The killing of the son of veteran Afghan guerrilla commander Jalaluddin Haqqani came days after the arrest of the Afghan Taliban's top military strategist, Mullah Abdul Ghani Baradar, in a joint Pakistani-U.S. operation in the city of Karachi.
A pilotless U.S. drone fired two missiles into a Haqqani network compound on Thursday in Pakistan's North Waziristan ethnic Pashtun tribal region on the Afghan border, killing three people.
Mohammad Haqqani, a son of Jalaluddin Haqqani whose network is linked to al Qaeda and has carried out several high-profile attacks in Afghanistan, was among the dead, Pakistani security officials said.
But another son of the elder Haqqani, Sirajuddin Haqqani, is a much more high-profile target of the U.S. drones.
Mohammad Haqqani is a younger brother of Sirajuddin. He (Mohammad) was killed in the attack, a security official who declined to be identified told Reuters.
Jalaluddin Haqqani, who is in his 70s, has passed on the leadership of his militant faction to Sirajuddin.
U.S. forces in Afghanistan describe Sirajuddin as one of their biggest enemies and the United States has posted a bounty of up to $5 million for him.
Thursday's drone strike was in Dandi Darpakhel village near North Waziristan's main town of Miranshah where many members of Haqqani's extended family have been living since the U.S.-backed Afghan jihad, or holy war, against Soviet forces in the 1980s.
Sirajuddin Haqqani was known to visit the village but another Pakistani intelligence agency official said he was not there at the time of the attack.
Residents and government officials also confirmed the death of Mohammad Haqqani.
U.S. drones have targeted the village several times and 23 people, many of the members of the Haqqani family, were killed in a strike there in September 2008.
HIGH-WATER MARK
Jalaluddin Haqqani has had close links with Pakistani intelligence, notably the military's main Inter-Services Intelligence (ISI) agency.
U.S. ally Pakistan officially objects to the drone strikes, saying they are a violation of its sovereignty and fuel anti-U.S. feeling which complicates Pakistan's efforts against militancy.
But at least some strikes are carried out with the consent of Islamabad, in particular those on Pakistani Taliban militants fighting the state.
U.S. envoy to Afghanistan and Pakistan Richard Holbrooke on Thursday hailed the arrest of Baradar, the Afghan Taliban's number two man, as a high-water mark for Pakistani-U.S. collaboration.
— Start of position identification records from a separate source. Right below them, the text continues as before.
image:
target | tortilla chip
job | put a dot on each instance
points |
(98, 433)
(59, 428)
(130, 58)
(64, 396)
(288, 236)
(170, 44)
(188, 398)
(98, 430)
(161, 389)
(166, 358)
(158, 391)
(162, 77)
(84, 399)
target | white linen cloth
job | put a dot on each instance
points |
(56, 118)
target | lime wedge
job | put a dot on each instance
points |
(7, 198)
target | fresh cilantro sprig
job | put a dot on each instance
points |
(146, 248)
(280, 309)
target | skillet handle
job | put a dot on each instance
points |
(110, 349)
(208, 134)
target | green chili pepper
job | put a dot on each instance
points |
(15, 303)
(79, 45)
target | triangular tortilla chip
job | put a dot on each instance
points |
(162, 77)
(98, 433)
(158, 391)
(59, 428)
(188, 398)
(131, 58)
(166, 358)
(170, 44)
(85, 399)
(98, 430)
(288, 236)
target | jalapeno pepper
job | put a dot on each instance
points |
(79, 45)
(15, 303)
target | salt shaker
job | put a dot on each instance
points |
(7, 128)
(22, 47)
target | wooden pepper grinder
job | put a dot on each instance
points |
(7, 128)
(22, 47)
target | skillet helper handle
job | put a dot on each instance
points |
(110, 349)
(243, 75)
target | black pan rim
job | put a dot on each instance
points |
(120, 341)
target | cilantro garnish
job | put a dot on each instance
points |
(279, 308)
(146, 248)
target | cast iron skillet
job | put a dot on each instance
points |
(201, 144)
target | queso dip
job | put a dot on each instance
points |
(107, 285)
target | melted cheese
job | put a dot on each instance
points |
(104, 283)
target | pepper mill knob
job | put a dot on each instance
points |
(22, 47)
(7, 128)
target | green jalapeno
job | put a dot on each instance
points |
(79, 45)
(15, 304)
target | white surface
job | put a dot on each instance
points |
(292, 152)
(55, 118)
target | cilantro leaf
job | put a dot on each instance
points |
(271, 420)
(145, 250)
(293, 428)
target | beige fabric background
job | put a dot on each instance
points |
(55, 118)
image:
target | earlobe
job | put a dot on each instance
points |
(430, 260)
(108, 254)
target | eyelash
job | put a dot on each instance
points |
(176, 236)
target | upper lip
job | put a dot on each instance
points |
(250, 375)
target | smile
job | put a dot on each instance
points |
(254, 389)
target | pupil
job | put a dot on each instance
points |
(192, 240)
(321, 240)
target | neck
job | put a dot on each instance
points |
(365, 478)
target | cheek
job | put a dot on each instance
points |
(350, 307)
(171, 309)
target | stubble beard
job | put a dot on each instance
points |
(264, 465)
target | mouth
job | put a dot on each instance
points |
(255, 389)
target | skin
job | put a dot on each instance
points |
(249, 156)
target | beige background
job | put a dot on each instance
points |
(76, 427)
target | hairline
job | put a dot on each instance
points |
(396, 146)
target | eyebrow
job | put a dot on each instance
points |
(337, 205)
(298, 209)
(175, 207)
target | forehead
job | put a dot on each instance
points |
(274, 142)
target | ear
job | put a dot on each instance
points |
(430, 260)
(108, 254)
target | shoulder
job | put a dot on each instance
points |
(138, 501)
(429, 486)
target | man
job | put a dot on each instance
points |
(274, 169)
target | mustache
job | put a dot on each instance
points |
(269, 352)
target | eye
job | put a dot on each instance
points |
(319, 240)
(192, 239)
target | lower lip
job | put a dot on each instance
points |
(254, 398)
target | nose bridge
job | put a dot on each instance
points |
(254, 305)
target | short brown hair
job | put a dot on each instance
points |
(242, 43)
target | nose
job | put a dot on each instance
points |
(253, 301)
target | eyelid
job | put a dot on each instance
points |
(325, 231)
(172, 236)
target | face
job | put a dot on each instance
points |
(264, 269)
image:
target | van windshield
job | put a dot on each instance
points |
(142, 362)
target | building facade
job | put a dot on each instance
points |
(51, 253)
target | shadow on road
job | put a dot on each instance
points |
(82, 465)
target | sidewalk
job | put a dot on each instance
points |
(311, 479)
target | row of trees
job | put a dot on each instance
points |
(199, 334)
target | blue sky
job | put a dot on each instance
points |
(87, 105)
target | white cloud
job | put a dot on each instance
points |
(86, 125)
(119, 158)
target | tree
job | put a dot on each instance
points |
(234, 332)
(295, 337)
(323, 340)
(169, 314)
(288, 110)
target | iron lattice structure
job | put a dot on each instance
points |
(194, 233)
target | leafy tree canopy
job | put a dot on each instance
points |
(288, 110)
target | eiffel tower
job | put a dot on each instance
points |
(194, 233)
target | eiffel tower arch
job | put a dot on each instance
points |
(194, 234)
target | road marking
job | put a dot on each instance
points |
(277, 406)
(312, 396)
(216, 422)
But Interior Minster Rehman Malik suggested Baradar might not be handed over to the United States. Asked by a reporter about the fate of Afghans arrested in Pakistan, Malik said they would be investigated for any crime in Pakistan.
If found innocent, they would be returned to their country and not the United States, he said.
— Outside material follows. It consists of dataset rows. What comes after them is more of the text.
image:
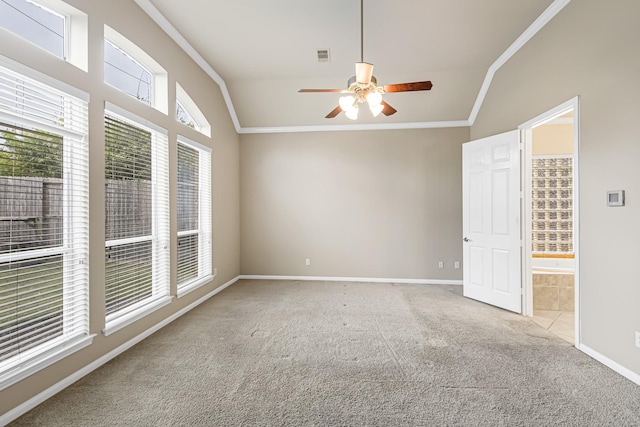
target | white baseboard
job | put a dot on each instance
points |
(19, 410)
(625, 372)
(353, 279)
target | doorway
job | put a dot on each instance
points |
(550, 216)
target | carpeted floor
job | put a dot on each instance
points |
(272, 353)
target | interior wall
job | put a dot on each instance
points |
(125, 17)
(589, 50)
(372, 204)
(552, 139)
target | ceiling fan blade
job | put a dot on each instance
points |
(408, 87)
(334, 113)
(319, 90)
(388, 109)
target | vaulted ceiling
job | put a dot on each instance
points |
(262, 52)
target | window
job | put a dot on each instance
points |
(194, 215)
(184, 117)
(123, 72)
(136, 218)
(129, 69)
(35, 23)
(552, 205)
(51, 24)
(44, 229)
(188, 113)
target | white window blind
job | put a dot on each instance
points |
(194, 214)
(136, 218)
(43, 225)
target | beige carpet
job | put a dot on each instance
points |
(346, 354)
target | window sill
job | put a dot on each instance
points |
(192, 286)
(123, 321)
(44, 359)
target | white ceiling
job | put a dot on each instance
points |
(264, 51)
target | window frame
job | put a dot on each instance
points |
(75, 33)
(75, 229)
(159, 84)
(190, 107)
(204, 231)
(160, 226)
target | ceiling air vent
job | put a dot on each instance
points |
(324, 55)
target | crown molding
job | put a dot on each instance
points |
(533, 29)
(334, 128)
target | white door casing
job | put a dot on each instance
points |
(492, 221)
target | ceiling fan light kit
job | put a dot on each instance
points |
(363, 87)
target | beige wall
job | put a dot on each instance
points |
(589, 50)
(382, 204)
(125, 17)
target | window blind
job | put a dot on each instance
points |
(43, 222)
(194, 212)
(136, 216)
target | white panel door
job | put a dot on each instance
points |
(491, 220)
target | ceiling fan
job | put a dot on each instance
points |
(363, 87)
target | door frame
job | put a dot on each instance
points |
(526, 138)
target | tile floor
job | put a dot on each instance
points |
(560, 323)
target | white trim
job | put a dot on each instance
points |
(352, 279)
(526, 131)
(124, 320)
(533, 29)
(528, 34)
(25, 407)
(552, 156)
(549, 115)
(44, 360)
(333, 128)
(188, 233)
(192, 286)
(188, 141)
(625, 372)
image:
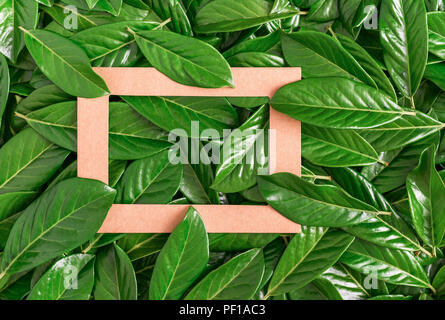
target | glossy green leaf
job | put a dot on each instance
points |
(321, 56)
(13, 202)
(256, 59)
(131, 137)
(28, 161)
(4, 85)
(239, 241)
(173, 9)
(39, 98)
(232, 15)
(317, 102)
(65, 64)
(393, 266)
(435, 72)
(400, 162)
(150, 180)
(63, 218)
(141, 245)
(425, 189)
(257, 44)
(237, 279)
(404, 38)
(439, 281)
(115, 276)
(313, 205)
(111, 6)
(101, 41)
(15, 14)
(348, 283)
(368, 64)
(179, 114)
(243, 154)
(185, 60)
(401, 132)
(385, 230)
(436, 33)
(181, 260)
(335, 148)
(308, 255)
(70, 278)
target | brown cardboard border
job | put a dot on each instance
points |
(92, 140)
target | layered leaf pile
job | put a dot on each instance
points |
(370, 199)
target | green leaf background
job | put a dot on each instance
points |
(370, 197)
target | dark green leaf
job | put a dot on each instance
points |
(70, 278)
(181, 260)
(115, 276)
(308, 255)
(237, 279)
(185, 60)
(317, 102)
(310, 204)
(63, 218)
(404, 38)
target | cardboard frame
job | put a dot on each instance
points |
(92, 148)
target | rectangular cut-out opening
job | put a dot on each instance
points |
(284, 152)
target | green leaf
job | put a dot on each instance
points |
(131, 136)
(400, 162)
(141, 245)
(404, 38)
(39, 98)
(439, 281)
(49, 3)
(353, 13)
(220, 242)
(70, 278)
(257, 44)
(150, 180)
(384, 230)
(323, 10)
(317, 102)
(349, 283)
(172, 113)
(233, 15)
(101, 41)
(185, 60)
(237, 279)
(309, 254)
(321, 56)
(182, 259)
(197, 178)
(435, 72)
(243, 155)
(335, 148)
(111, 6)
(256, 59)
(115, 276)
(63, 218)
(28, 161)
(4, 86)
(15, 14)
(14, 202)
(436, 33)
(425, 189)
(401, 132)
(369, 65)
(65, 64)
(313, 205)
(390, 265)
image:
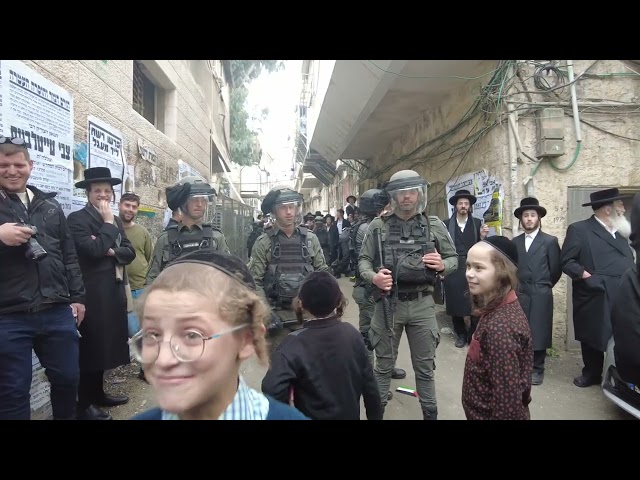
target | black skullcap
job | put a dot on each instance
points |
(228, 264)
(320, 294)
(177, 195)
(504, 246)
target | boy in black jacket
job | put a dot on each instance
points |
(323, 368)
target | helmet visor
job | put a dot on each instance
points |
(409, 199)
(201, 208)
(288, 213)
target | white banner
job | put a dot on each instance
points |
(105, 149)
(41, 112)
(489, 193)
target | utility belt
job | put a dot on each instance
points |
(39, 308)
(404, 296)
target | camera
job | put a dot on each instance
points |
(34, 251)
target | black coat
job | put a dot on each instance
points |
(539, 270)
(56, 278)
(456, 293)
(589, 246)
(625, 321)
(103, 345)
(326, 364)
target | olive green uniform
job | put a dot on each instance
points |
(162, 253)
(414, 312)
(261, 258)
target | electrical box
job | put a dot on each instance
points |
(551, 132)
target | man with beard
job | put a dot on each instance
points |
(595, 254)
(456, 288)
(625, 316)
(103, 253)
(538, 272)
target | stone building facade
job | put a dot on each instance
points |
(167, 110)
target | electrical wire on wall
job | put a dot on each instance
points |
(546, 78)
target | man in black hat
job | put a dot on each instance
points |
(456, 289)
(538, 271)
(42, 295)
(594, 255)
(103, 251)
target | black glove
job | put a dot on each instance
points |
(367, 342)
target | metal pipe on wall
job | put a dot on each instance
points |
(574, 100)
(513, 157)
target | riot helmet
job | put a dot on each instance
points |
(285, 205)
(198, 199)
(407, 192)
(370, 202)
Pakistani cooperation against militants is a sensitive issue for the government of a country where many people are suspicious of the U.S.-led campaign against militancy.
Despite that, Pakistan has arrested hundreds of al Qaeda members since the September 11 attacks on the United States and handed many of them over to the United States.
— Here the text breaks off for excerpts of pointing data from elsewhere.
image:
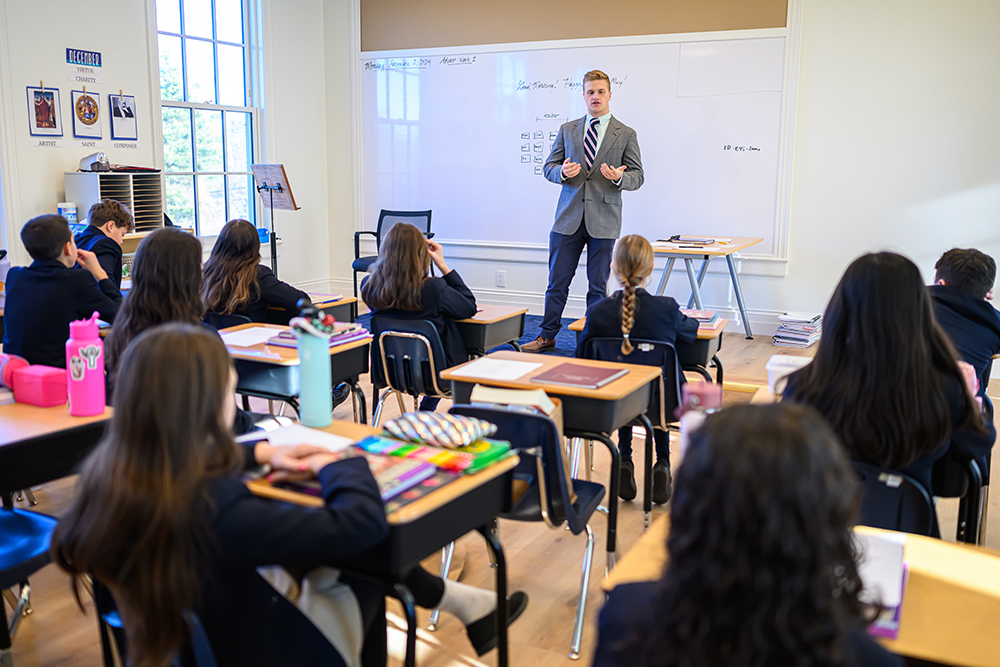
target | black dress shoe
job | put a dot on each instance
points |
(626, 480)
(483, 633)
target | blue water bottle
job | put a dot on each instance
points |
(315, 384)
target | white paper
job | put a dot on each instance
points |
(496, 369)
(249, 337)
(296, 434)
(881, 567)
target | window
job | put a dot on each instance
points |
(209, 119)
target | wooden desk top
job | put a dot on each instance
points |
(489, 314)
(408, 513)
(276, 354)
(716, 249)
(578, 325)
(637, 377)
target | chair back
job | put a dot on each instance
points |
(536, 437)
(226, 320)
(894, 501)
(386, 219)
(408, 357)
(667, 398)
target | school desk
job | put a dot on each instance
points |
(38, 445)
(695, 357)
(591, 414)
(272, 371)
(423, 527)
(674, 252)
(491, 327)
(951, 606)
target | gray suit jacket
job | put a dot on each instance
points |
(589, 196)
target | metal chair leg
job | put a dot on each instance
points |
(581, 600)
The Haqqani faction does not launch attacks in Pakistan but sends fighters across the border into Afghanistan from its stronghold in lawless North Waziristan.
Separately, two pro-Taliban militants suspected of involvement in several high-profiles attacks in Pakistan were killed in a shootout with police in the central city of Faisalabad after they refused to surrender, police said.
In the southwestern province of Baluchistan, unidentified gunmen kidnapped four Pakistani aid workers employed by a Western relief agency.
Taliban operate in the gas-rich province as well as separatists not linked to the Taliban who have been waging a low-level insurgency for decades.
Separatists kidnapped an American working for the United Nations in Baluchistan last year and held him for more than two months before releasing him.